In December, the general manager of one NHL team confided to Jackson that he was worried about containing McDavid.
“I just hope nobody tells him to shoot more often,” the general manager joked.
Jackson told him he was out of luck.
“A lot of us have told Connor that over the years,” he said.
McDavid has taken it to heart. He enters the final weekend of the regular season with a career-high 270 shots on goal. He also has a career-high 41 goals, 11 more than a year ago.
“It is not an accident,” Jackson said. “I don’t really say anything to him about shooting anymore. He has scored in a whole bunch of different ways.”
McDavid is likely to be among the leading candidates again for the Hart and Lindsay awards. His chances of winning could be derailed because the Oilers failed to reach the playoffs.
“If I was voting and had no attachment to the Oilers, I would consider Connor for MVP,” said Todd McLellan, Edmonton’s coach. “He is the heartbeat of our team.
“Since he has been healthy, he has been dominant night in and night out.”
On Thursday night, McDavid set up Edmonton’s first goal with a crisp pass to Ryan Nugent-Hopkins. In the third period, he set up the tying and winning goals three minutes apart.
He drew a penalty on the tying goal with a hard charge to the net, and then found Mike Cammalleri in front of it a little more than a minute later.

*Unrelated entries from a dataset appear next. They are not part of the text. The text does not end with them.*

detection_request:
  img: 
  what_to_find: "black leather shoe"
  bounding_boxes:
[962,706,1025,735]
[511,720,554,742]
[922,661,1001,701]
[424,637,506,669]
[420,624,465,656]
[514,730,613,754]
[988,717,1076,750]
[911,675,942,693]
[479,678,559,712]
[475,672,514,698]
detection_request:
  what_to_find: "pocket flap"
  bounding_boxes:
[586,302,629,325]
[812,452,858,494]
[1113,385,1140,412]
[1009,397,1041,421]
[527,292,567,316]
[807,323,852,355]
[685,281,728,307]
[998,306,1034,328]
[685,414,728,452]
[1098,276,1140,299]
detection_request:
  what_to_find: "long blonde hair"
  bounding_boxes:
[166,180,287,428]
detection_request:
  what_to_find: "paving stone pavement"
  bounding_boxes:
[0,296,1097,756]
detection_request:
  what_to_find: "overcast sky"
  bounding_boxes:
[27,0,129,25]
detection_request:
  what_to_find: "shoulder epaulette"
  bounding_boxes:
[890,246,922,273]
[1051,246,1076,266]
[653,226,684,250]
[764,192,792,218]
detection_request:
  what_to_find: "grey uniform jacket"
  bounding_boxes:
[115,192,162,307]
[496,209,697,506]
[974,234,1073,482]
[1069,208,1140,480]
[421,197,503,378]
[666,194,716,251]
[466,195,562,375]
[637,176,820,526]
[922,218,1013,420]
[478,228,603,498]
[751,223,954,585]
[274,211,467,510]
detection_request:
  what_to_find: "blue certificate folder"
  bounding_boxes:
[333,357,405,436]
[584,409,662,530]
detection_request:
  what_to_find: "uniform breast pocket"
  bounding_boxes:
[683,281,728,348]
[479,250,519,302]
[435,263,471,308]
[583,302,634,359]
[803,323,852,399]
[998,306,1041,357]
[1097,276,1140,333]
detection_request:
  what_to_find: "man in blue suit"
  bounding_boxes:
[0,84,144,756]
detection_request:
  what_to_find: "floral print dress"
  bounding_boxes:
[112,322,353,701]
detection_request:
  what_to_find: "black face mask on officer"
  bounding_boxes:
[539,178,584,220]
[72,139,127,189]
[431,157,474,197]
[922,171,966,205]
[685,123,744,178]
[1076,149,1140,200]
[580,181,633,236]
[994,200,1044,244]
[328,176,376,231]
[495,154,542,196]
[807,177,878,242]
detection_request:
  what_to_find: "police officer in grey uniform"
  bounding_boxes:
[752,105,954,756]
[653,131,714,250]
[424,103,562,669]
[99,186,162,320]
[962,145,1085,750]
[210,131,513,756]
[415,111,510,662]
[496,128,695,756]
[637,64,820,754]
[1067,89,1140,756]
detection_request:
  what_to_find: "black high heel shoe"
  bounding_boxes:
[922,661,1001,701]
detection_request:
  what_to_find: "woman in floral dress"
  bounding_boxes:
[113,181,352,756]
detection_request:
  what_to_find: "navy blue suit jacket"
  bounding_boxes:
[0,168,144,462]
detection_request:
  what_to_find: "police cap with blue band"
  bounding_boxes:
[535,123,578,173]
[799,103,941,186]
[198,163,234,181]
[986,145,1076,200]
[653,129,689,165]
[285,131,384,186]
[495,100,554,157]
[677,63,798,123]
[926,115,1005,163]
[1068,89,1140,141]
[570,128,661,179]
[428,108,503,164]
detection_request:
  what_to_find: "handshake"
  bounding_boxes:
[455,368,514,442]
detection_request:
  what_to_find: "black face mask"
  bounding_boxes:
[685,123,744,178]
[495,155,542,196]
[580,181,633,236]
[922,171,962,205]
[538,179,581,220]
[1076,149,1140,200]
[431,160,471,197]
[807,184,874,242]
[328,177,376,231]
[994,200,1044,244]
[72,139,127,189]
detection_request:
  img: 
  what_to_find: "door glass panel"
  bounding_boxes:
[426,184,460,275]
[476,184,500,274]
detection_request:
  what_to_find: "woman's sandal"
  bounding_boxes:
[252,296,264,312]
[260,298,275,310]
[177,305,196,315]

“The [scoring race] isn’t over until it is over,” he said afterward, refusing to celebrate. “These guys [trailing me] are great players.
“We’ll see what happens.”
McDavid is likely to play for Canada in the world championship in Copenhagen beginning next week. After that, he will start preparing for next season.
He will use this season’s heartbreak to steel his resolve for 2018-19.
“I think it has been a learning experience for him, and in the future that will help him lead a team during challenging times,” Kelly said. “He tries to lead by example, which is hard at his age.
“It has been a long, hard year, a real grind. It has been hard on everybody, even his mother.”